Results and discussion

To evaluate the HPO methods, we implemented five fold cross-validation and used RMSE as the performance metric. Additionally, we measured CT as a model efficiency metric. CT is the total time required to complete an HPO process. We specify the same hyper-parameter configuration space (Table 2) for all HPO methods to fairly compare GS, RS and GA. The optimal hyper-parameter configuration (Table 3) was determined by each of the HPO methods based on the lowest RMSE for all three wavelengths.

Figure 10
figure 10

Performance comparison for different HPO algorithms at different wavelengths.

Table 3 Optimal hyper-parameter configuration selected by different HPO algorithms at different wavelengths.

We tuned the models on a machine with an 8 Core i7-9700K processor and 16 gigabytes (GB) of memory. We used Python 3.5, multiple open-source Python libraries, and open-source Python frameworks, including sklearn34. Figure 10 shows that for both MLP-R and SVR, RS produces much faster results than GS while maintaining lower RMSE for the same search space size. In general, GA offers lower RMSE for both models but has a higher CT compared to GS and RS in all three wavelengths. Overall, MLP-R outperforms SVR in terms of performance. However, we achieved better efficiency with SVR in our dataset.

We introduced the machine learning approach to estimate the TN of soil using NDVI and multispectral characteristics (R, NIR and G) of the images. We also consider the environmental factors such as air temperature and RH. The performance of MLP-R and SVR models were tested on a fixed configuration space for the hyper-parameters under various hyper-parameter optimization techniques at three different wavelengths (Table 4). For both MLP-R and SVR, the default HP configuration do not yield the lowest RMSE, this demonstrates the significance of utilizing HPO. From Table 4, the estimation error of predicting soil TN is lowest in GA compared to GS and RS for both MLP-R and SVR, where \(\mu\) is the mean and \(\sigma\) is the standard deviation. While training the models, we split our dataset into train and test for all three wavelengths individually, where we use 80% of the data for training and 20% for testing.
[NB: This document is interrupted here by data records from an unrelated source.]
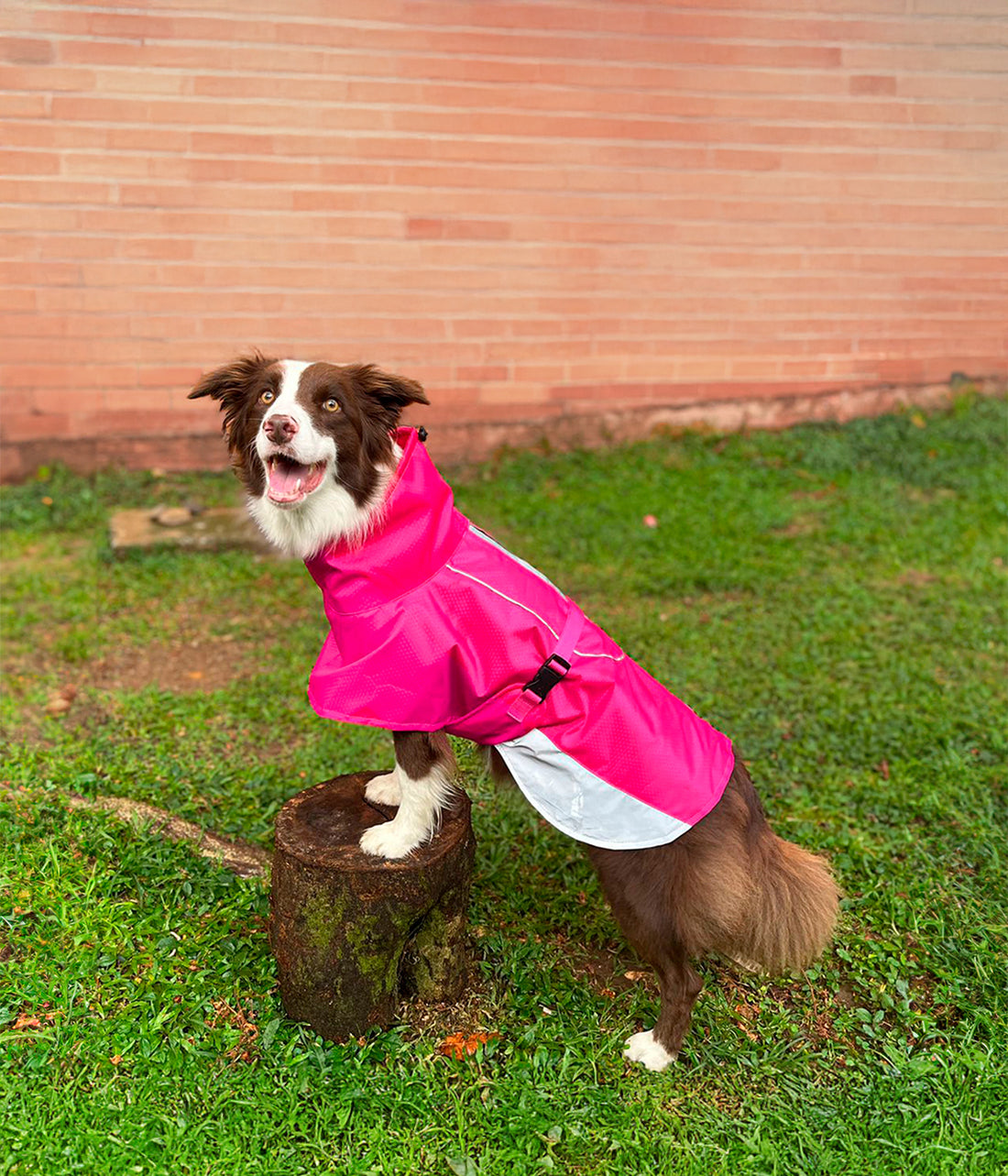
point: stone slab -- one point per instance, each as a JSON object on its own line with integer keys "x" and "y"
{"x": 214, "y": 529}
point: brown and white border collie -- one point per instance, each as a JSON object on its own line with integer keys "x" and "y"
{"x": 312, "y": 445}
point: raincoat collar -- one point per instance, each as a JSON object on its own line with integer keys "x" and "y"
{"x": 414, "y": 536}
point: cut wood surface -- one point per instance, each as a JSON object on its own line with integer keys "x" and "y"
{"x": 351, "y": 933}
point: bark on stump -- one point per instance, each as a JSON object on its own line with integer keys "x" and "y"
{"x": 351, "y": 931}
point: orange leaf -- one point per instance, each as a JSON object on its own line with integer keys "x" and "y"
{"x": 459, "y": 1044}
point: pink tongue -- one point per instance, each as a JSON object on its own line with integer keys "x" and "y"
{"x": 283, "y": 478}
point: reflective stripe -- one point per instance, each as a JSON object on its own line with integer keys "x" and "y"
{"x": 580, "y": 803}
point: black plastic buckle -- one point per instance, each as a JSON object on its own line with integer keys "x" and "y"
{"x": 547, "y": 676}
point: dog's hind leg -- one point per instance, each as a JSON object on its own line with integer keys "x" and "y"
{"x": 423, "y": 769}
{"x": 635, "y": 882}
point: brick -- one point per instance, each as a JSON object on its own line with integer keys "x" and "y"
{"x": 536, "y": 208}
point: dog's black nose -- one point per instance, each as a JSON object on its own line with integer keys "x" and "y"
{"x": 280, "y": 428}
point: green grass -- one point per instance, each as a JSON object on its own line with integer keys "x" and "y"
{"x": 834, "y": 598}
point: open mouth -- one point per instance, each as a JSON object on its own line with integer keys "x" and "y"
{"x": 291, "y": 481}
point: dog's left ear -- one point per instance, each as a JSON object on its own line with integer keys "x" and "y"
{"x": 389, "y": 393}
{"x": 233, "y": 385}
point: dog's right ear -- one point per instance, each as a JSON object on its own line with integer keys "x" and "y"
{"x": 233, "y": 385}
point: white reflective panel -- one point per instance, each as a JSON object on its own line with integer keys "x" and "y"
{"x": 580, "y": 803}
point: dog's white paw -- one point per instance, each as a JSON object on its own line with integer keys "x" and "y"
{"x": 384, "y": 789}
{"x": 643, "y": 1048}
{"x": 389, "y": 841}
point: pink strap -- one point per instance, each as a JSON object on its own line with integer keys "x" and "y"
{"x": 528, "y": 700}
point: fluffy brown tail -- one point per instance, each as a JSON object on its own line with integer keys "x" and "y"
{"x": 775, "y": 906}
{"x": 793, "y": 909}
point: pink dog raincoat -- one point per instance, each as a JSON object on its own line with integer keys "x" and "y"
{"x": 434, "y": 626}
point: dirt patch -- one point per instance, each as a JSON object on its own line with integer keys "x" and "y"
{"x": 203, "y": 664}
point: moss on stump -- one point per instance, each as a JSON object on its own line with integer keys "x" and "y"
{"x": 351, "y": 931}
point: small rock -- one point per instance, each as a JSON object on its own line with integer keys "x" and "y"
{"x": 172, "y": 516}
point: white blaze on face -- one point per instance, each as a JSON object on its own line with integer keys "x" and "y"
{"x": 294, "y": 467}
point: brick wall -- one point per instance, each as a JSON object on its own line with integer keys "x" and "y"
{"x": 548, "y": 211}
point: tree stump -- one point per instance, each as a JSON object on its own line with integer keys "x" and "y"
{"x": 351, "y": 931}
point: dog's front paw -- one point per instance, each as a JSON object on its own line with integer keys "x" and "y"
{"x": 646, "y": 1050}
{"x": 384, "y": 789}
{"x": 389, "y": 841}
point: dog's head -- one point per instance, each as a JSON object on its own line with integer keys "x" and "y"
{"x": 311, "y": 443}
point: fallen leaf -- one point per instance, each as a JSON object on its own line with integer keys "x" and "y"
{"x": 459, "y": 1044}
{"x": 61, "y": 700}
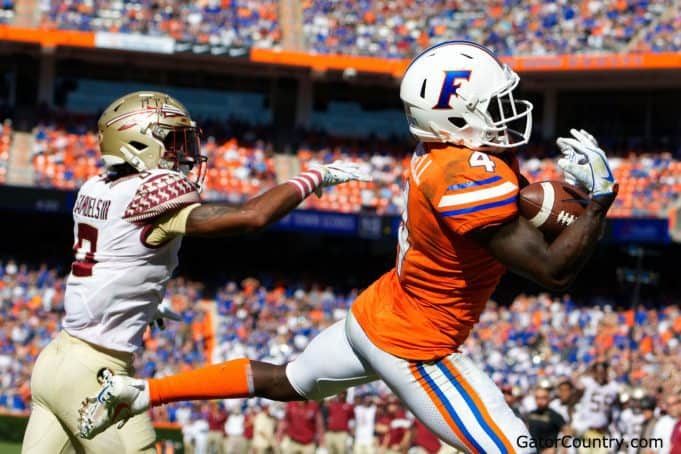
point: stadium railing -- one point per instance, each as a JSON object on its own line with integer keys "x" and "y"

Table 4 Estimation error for predicting soil TN.

The UMS framework can be used to estimate the total nitrogen in soil. However, depending on the types of soil and crops, the model needs to be re-calibrated. More specifically, the actual TN of soil should be obtained from the subset of the samples to calibrate the N spectrum’s intensity after determining the N lines using LIBS. Furthermore, N lines that fall around the 500 nm region should be avoided in sea sand due to the interferences with Titanium (Ti) lines23.

Conclusions

In this paper, we have demonstrated the ability of a UAV-based multispectral sensing solution to estimate soil total nitrogen. Specifically, we implemented two machine learning models multilayer perceptron regression and support vector regression to predict soil total nitrogen using a suite of data classes including UAV-based imaging data in red, near infrared, and green spectral bands, normalized difference vegetation indices (computed using the multispectral images), air temperature, and relative humidity. We performed hyperparameter optimization methods to tune the models for prediction performance. Overall, our numerical studies confirm that our machine learning-based predictive models can estimate total nitrogen of the soil with a root mean square percent error (RMSPE) of 10.8%.